La Repubblica delle Filippine e l’azione antidroga del Presidente
La Repubblica delle Filippine, con i suoi circa cento milioni di abitanti, distribuiti su più di settemila isole, non è stata particolarmente fortunata nella scelta dei suoi ultimi presidenti. A partire da Gloria Macapagal Arroyo, eletta nel gennaio 2001, condannata successivamente per corruzione e ancora agli arresti,che è stata rieletta, pochi mesi fa, per la terza volta in Parlamento. Era subentrata a Joseph Ejecito Estrada, accusato anche lui di corruzione e di aver ricevuto consistenti finanziamenti dai narcotrafficanti durante la sua campagna elettorale. Il defunto presidente Ferdinando Marcos, poi, viene ricordato ancora oggi come il massimo esponente della “tangentopoli” filippina.
L’attuale presidente, il settantunenne Rodrigo Duterte, eletto a giugno scorso, invece, passerà alla storia come il grande “castigatore” dei trafficanti di droghe e degli spacciatori. La sua “politica” antidroga non fa riferimento alle leggi vigenti o a previsioni di sanzioni penali più severe. Duterte, ignorando le leggi nazionali, le Convenzioni Onu sull’argomento e la stessa organizzazione delle Nazioni Unite, ha pensato di risolvere il problema eliminando fisicamente gli spacciatori (ma anche altre persone sospettate di essere delinquenti o semplicemente “sfaccendati”) dando carta bianca alla polizia e a gruppi di paramilitari. Così, senza troppo affanno e perdite di tempo per legiferare ex novo, nè in lunghe indagini e processi, in un paio di mesi dalla sua elezione, il “Presidente” ha fatto “piazza pulita” con circa duemila vittime, di cui circa 1.200, attribuite agli squadroni dei “vigilantes”. Nell’attesa di vedere quale sarà la reazione (se mai ci sarà) dell’Onu (le Filippine ne fanno parte) e magari anche dell’UE (silenzio anche su questo versante), vale la pena ricordare che, secondo l’intelligence straniera, in questo paese sono censite poco meno di duecento organizzazioni locali di narcotrafficanti e un quindicina con “articolazioni” internazionali. Quanto alle prime il ruolo più rilevante è esercitato dalle Triadi (la 14K, la Sun Ye On, la Bamboo Gang) in stretto collegamento con la mafia giapponese. Tra i gruppi con rilievo internazionale vanno segnalati gli italiani.

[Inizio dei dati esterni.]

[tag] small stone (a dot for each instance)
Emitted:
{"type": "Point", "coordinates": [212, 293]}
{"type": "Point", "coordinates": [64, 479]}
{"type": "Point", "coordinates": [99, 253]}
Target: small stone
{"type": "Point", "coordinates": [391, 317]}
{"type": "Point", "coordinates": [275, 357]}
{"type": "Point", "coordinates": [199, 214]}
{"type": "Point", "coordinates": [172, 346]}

Si tratta, per lo più, di cittadini provenienti dalla Campania, dalla Calabria e dalla Sicilia, ma anche dall’Australia, che si sono ben inseriti nel contesto sociale filippino grazie a rapporti amicali di buon livello con l’apparato locale, intessuti nel tempo. Sono parecchi gli italiani che, a Manila, gestiscono ristoranti, night club e locali di divertimento. La mafia siciliana, da molti anni, ha propri “ufficiali” di collegamento che curano gli aspetti organizzativi relativamente al traffico di “clandestini” e all’invio di stupefacenti. La presenza di circa due milioni di tossicodipendenti evidenzia drammaticamente il livello di consumo delle droghe. Si tratta di eroina, ma anche di cannabis e metamfetamine (chiamate shaboo), di inalanti e di cocaina. Gran parte delle coltivazioni di cannabis sono concentrate nelle zone di Cebu, Maguindanao, Davao (che ha avuto come sindaco l’attuale presidente), Cotabato e nell’isola di Mindanao. Laboratori per le amfetamine sono attivi su imbarcazioni di pescatori filippini che possono, così, “lavorare” indisturbati nelle acque internazionali, spostandosi di continuo tra Taiwan, Hong Kong e le coste giapponesi.
Dal commercio delle droghe sintetiche traggono finanziamenti anche le organizzazioni terroristiche (si tratta dei guerriglieri musulmani del Moro Islamic Liberation Front, di quelli di matrice comunista del National People’s Army e del Comunist Party of Philippine) che, dagli anni Sessanta, minacciano la stabilità del paese e nei cui confronti il presidente Duterte ha dichiarato una tregua unilaterale come primo passo per tentare di avviare un dialogo per la pace. Nel frattempo, nel silenzio sconcertante della politica internazionale (dell’Onu, in particolare ma anche dei paesi asiatici) continua la “mattanza” da parte di un presidente che, purtroppo, godrebbe di una popolarità di oltre il 90%.